Alma 14:13 behold, our work is not finished

Alma demonstrates a great sensitivity to the spirit of prophecy. He knows his time is not yet up. Again, there is a pattern in this. The Lord is able to protect his servants from any of Satan's powers. Therefore, the Lord Jesus Christ was not killed until his time had come. The prophet Joseph Smith's life could not be cut short until his work was finished. While struggling with hardship in Liberty Jail, the prophet was told, Thy days are known and thy years shall not be numbered less; therefore, fear not what man can do, for God shall be with you forever and ever (DC 122:9). In administering to an ailing Orson Pratt, Wilford Woodruff gave him a similar promise, "'I told him in the name of the Lord that he should live and not die, for he had not finished his work in the flesh.' He began at once to improve, and in a few days was able to attend meeting." (Mathias F. Cowley, Wilford Woodruff: History of His Life & Labors, p. 428)

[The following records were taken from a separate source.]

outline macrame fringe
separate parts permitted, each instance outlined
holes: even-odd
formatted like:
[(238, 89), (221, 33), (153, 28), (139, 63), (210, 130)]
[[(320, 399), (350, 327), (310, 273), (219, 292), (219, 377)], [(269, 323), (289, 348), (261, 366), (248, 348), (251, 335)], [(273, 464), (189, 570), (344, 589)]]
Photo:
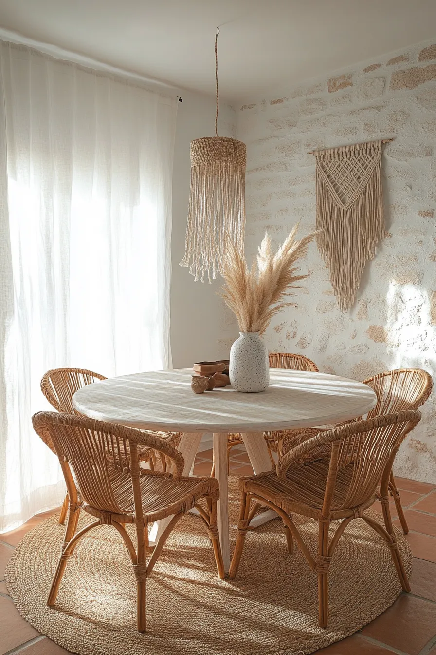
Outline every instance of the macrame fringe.
[(191, 191), (185, 255), (180, 266), (209, 284), (222, 269), (226, 239), (243, 252), (245, 236), (245, 165), (225, 161), (191, 168)]
[(381, 153), (381, 141), (316, 153), (316, 229), (322, 231), (316, 242), (343, 312), (354, 303), (365, 265), (386, 235)]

The challenge for us is to live our lives as if our work was as important as that of Alma, Amulek, Joseph Smith, or Orson Pratt. If we remind ourselves that our work is not finished, we will be more likely to be anxiously engaged and less likely to idle away our valuable time in mortality (DC 60:13).

Elder Melvin J. Ballard

"...the work of God is not finished in the earth. It has only partly completed what God ordained it to do. And those of us who remain must seize the banner and carry this work off victorious, to glorify the names of those who have been identified with this work in the days that are past, and to receive honor and place and position with them in the eternal world, and vindicate the word of our Father in his blessings and promises to those who would enter into sacred covenants to keep the commandments of the Lord." (Conference Report, June 1919, p. 73)

Alma 14:17 Alma and Amulek answered him nothing

"One of the most difficult feats of self-subjugation is that of holding one's tongue when righteous judgment otherwise requires one to speak. To stand unmoved and mute while facing wicked accusations is the supreme test of self-control. Just as God had withheld the hand of Justice during the burning of the innocent women and children, (Verse 8) so He now constrained Alma to withhold his hand a little longer, in order that iniquity's cycle might run its full course.

"It is out of the impact of evil upon good, like sledge upon anvil, that the qualities of saintliness are forged, and hammered into shape. Alma was being tried as have few of history's other saints, but the result of the impact of these frightful experiences upon this great man 'were good.'" (Reynolds and Sjodahl, Commentary on the Book of Mormon, vol. 3, p. 221)

Alma 14:21 How shall we look when we are damned?

There is probably nothing that Alma would have rather done at this trying time than to show the wicked exactly how pitiful and dreadful they would look suffering in their personal lake of fire and brimstone. Yet, Alma was able to show remarkable constraint, keeping the attitude, let God judge between me and thee, and reward thee according to thy deeds (DC 64:11).

Heber C. Kimball got a look at what the spirits of the damned look like. He was attacked by evil spirits and later gave a vivid description of their appearance:

"I was struck with great force by some invisible power, and fell senseless to the floor. The first thing I recollected was being supported by Elders Hyde and Richards, who were praying for me...Elders Hyde and Richards then assisted me to get on the bed...when a vision was opened to our minds, and we could distinctly see the evil spirits, who foamed and gnashed their teeth at us. We gazed upon them about an hour and a half (by Willard's watch). We were not looking towards the window, but towards the wall. Space appeared before us, and we saw the devils coming in legions, with their leaders, who came within a few feet of us. They came towards us like armies rushing to battle. They appeared to be men of full stature, possessing every form and feature of men in the flesh who are angry and desperate; and I shall never forget the vindictive malignity depicted on their countenances as they looked me in the eye...We distinctly heard those spirits talk and express their wrath and hellish designs against us. However, the Lord delivered us from them, and blessed us exceedingly that day" (Smith and Sjodahl, D & C Commentary, p. 514)

Alma 14:26 how long shall we suffer these great afflictions, O Lord?

In the preceding 12 verses, Mormon records that Alma and Amulek were struck by their accusers on at least 7 different occasions. Yet, they had suffered in complete silence. They had been mocked, humiliated, stripped of their clothing, spat upon, bound, confined, and suffered hunger and thirst. Their question, 'how long shall we suffer?' is a fair one to ask. The Lord's answer is evident from the subsequent events-they had suffered long enough! While in Liberty Jail, Joseph Smith asked the same question but received a different answer, see DC 121.